Or, comme le rappelle l'Office parlementaire d'évaluation des choix scientifiques et technologiques (OPECST) dans son rapport de mars 2022 précité, « le cycle de l'eau est un mécanisme hautement thermosensible, puisque directement lié à l'équilibre entre les différents états de l'eau ». Le chapitre 4 de la partie II du dernier rapport du GIEC évalue précisément les impacts du changement climatique sur l'eau 25 ( * ) et montre que plusieurs effets sont déjà à l'oeuvre et pourraient s'accentuer :

- L'évapotranspiration continentale a déjà augmenté aux moyennes et hautes altitudes. L'humidité des sols est également réduite, en tout cas pour les sols superficiels (l'assèchement étant généralement moindre en profondeur), ce qui rendra les systèmes agricoles plus sensibles aux sécheresses. Les experts du GIEC estiment par ailleurs qu'il est peu probable que l'augmentation de l'efficacité de l'utilisation de l'eau par les plantes, due à une concentration plus élevée de CO 2 dans l'atmosphère, atténue les sécheresses agricoles.

- La fonte des glaciers va également être accélérée avec une perspective de disparition de la plupart d'entre eux en Europe à l'horizon 2100. L'effet tampon des glaciers, qui captent l'eau douce sous forme solide pour la restituer l'été sous forme liquide et soutenir ainsi les étiages des cours d'eau, pourrait en être fortement atténué voire disparaître.

- L'humidité atmosphérique et l'intensité des précipitations sont également en hausse (de l'ordre de 2 à 3 % pour 1° C de hausse de température). Les périodes sèches devraient également l'être davantage , en particulier en Europe du Sud. Le régime des précipitations pourrait être fortement modifié avec des épisodes plus prononcés, conduisant à une alternance de sécheresses longues et de pluies diluviennes, pouvant conduire à une augmentation du phénomène d'inondations et à un accroissement de l'érosion des sols. La variabilité des précipitations d'une année sur l'autre devrait également augmenter, ce qui pourrait compliquer la gestion de l'eau dans de nombreuses régions du monde.
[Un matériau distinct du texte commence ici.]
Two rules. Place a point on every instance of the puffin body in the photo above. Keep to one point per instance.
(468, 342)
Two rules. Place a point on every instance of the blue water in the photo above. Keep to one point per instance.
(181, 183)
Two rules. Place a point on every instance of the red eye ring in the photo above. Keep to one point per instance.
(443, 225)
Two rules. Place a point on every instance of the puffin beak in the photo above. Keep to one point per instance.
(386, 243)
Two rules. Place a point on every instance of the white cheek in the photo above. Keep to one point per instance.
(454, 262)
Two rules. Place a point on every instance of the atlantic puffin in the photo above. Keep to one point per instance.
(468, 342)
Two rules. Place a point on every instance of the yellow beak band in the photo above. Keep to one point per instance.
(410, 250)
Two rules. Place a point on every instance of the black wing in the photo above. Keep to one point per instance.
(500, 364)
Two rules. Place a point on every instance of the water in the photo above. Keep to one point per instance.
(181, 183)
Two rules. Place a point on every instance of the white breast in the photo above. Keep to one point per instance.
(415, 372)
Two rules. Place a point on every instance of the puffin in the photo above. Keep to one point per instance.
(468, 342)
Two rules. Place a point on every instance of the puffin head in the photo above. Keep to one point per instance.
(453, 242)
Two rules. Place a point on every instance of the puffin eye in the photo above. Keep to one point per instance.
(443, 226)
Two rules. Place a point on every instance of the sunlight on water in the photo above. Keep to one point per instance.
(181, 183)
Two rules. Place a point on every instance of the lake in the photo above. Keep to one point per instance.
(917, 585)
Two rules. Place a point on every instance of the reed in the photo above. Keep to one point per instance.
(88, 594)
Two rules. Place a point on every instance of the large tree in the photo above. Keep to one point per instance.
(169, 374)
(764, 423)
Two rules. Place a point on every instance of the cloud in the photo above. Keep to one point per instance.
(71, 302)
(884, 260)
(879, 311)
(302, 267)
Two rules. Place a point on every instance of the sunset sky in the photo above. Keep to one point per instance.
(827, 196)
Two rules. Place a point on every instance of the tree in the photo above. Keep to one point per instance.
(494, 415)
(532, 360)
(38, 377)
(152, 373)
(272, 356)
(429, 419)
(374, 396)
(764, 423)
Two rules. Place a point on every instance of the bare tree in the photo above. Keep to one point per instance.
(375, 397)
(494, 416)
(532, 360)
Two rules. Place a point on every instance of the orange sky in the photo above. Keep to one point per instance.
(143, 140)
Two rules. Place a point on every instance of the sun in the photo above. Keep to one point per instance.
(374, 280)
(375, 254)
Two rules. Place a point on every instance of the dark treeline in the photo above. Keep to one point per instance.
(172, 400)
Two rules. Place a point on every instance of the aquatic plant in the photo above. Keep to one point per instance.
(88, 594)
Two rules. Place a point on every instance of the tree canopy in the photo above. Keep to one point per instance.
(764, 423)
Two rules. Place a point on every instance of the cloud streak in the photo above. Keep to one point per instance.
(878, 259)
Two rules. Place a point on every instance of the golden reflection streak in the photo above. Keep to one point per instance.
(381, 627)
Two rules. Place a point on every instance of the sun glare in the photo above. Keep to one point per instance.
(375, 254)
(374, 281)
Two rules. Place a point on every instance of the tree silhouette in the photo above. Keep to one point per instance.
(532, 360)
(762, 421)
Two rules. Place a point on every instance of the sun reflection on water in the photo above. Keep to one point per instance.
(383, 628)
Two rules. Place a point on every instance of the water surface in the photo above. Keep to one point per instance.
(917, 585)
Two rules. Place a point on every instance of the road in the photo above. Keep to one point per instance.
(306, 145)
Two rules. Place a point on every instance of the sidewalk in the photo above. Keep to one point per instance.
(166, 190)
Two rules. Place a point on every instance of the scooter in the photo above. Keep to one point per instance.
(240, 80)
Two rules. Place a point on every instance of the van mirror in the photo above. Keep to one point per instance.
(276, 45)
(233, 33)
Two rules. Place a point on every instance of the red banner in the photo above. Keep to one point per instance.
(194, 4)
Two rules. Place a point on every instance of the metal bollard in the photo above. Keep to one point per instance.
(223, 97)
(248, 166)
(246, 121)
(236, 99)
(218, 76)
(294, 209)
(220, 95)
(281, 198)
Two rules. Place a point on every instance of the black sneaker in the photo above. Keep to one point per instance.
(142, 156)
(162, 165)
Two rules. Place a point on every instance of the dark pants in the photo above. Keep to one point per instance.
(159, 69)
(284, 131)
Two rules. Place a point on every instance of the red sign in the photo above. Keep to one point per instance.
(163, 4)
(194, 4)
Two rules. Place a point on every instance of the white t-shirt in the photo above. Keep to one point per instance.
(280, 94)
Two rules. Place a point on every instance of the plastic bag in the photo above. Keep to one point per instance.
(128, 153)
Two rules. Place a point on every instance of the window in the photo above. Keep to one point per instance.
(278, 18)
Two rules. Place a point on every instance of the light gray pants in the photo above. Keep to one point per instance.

- La géographie des précipitations va également être modifiée , avec une tendance à l'augmentation des précipitations aux latitudes élevées, sur les océans à la latitude des tropiques et dans les régions affectées traditionnellement par les moussons, tandis que les précipitations devraient se réduire dans le Pacifique-Sud, en centre-Atlantique, ou encore dans la zone méditerranéenne.

Comme l'indiquait le chercheur Hervé Douville lors de son audition : « la fréquence et l'intensité des précipitations extrêmes a augmenté depuis 1950 dans de nombreuses régions et le réchauffement global en est la cause car il s'opère à humidité relative constante », en particulier en Europe.

Le Sud de l'Europe devrait devenir de plus en plus aride. D'après Hervé Douville, le changement du cycle de l'eau a été longtemps occulté par la pollution atmosphérique, qui a retardé les effets du changement climatique. Paradoxalement, avec l'amélioration de la qualité de l'air, nous devons donc maintenant faire face à des effets accrus du réchauffement climatique.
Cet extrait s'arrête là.